I boxed a hundred pounds of clothing today;
cleared closets of capris, tee-shirts; threw
away Halloween bag of Brach’s candy corn;
a label funeral for Made in Mexico.
My protest, against NAFTA, the Mexican
Government, the Juárez police, makes me
a world citizen; makes me read today’s newspaper:
“Six Peoria Black Women Murdered, Bodies
Found Over Last Three Years in Rural Countryside.”
I read their names: Brenda Erving, Frederickia Brown,
Linda Neal, Barbara Williams, Sabrina Payne, Wanda
Jackson. Paper says “prostitutes, addicts.” Turn page,
“Four Peoria Black Women Still Missing.”
On this eve of the dead, I cry out, loud.

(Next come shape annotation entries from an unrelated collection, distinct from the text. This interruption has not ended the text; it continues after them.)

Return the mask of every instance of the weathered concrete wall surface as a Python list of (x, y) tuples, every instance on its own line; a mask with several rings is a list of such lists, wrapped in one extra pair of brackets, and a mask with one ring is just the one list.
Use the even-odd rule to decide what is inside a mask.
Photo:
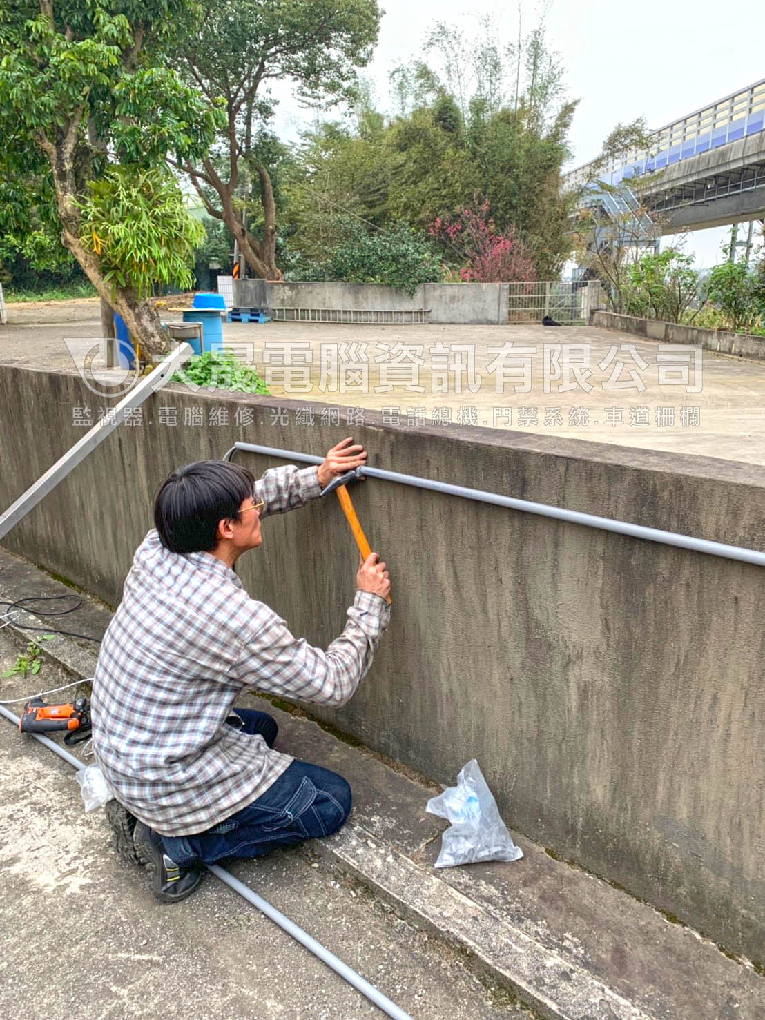
[(602, 308), (590, 313), (590, 324), (603, 329), (618, 329), (636, 337), (648, 337), (663, 344), (691, 344), (707, 351), (734, 354), (740, 358), (755, 358), (765, 361), (765, 337), (755, 337), (747, 333), (730, 333), (727, 329), (699, 329), (678, 322), (663, 322), (661, 319), (641, 319), (632, 315), (617, 315)]
[[(83, 434), (75, 375), (0, 368), (0, 500)], [(282, 401), (291, 408), (295, 402)], [(159, 408), (177, 408), (176, 427)], [(230, 424), (185, 427), (184, 410)], [(5, 540), (111, 604), (174, 466), (238, 440), (370, 463), (765, 548), (765, 469), (461, 426), (271, 424), (269, 398), (168, 388)], [(236, 411), (254, 411), (250, 425)], [(342, 420), (342, 418), (341, 418)], [(276, 463), (239, 455), (255, 471)], [(444, 783), (478, 759), (517, 831), (755, 959), (765, 945), (765, 628), (759, 567), (369, 480), (354, 501), (394, 581), (391, 629), (330, 717)], [(269, 518), (250, 593), (293, 631), (337, 636), (358, 562), (337, 501)], [(30, 593), (34, 594), (34, 593)], [(423, 805), (424, 809), (424, 805)], [(521, 840), (522, 843), (522, 840)]]
[[(262, 282), (257, 282), (262, 283)], [(235, 280), (237, 295), (250, 280)], [(344, 311), (420, 311), (429, 322), (497, 324), (507, 322), (506, 284), (421, 284), (414, 294), (382, 284), (266, 284), (269, 308), (318, 308)], [(249, 293), (249, 291), (247, 292)], [(249, 301), (244, 301), (248, 304)]]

—Demetrice Anntía Worley , Peoria, Illinois
Demetrice Anntía Worley received her B.A. from Bradley University; M.A. from University of Illinois, Urbana; and D.A. from Illinois State University. Her poetry has appeared in Reverie, Permafrost, Spoon River Poetry Review (where she was a finalist for the 2002 Editor's Prize), and Clackamas Literary Review, and in in anthologies such as Women. Period., Risk, Courage, and Women: Contemporary Voices in Prose and Poetry, Temba Tupu! (Walking Naked) Africana Women's Poetic Self-Portrait, and Spirit & Flame: Contemporary African American Poets. She is a Cave Canem Fellow. Demetrice is co-editor of Language and Image in Reading-Writing Classroom: Teaching Vision (LEA); African-American Literature: An Anthology, 2nd edition (McGraw-Hill); and Reflections on a Gift of Watermelon Pickle . . . And Other Modern Verse, 2nd edition (ScottForesman). An associate professor at Bradley University, she teaches creative writing, African American literature, and writing courses from composition to writing theory.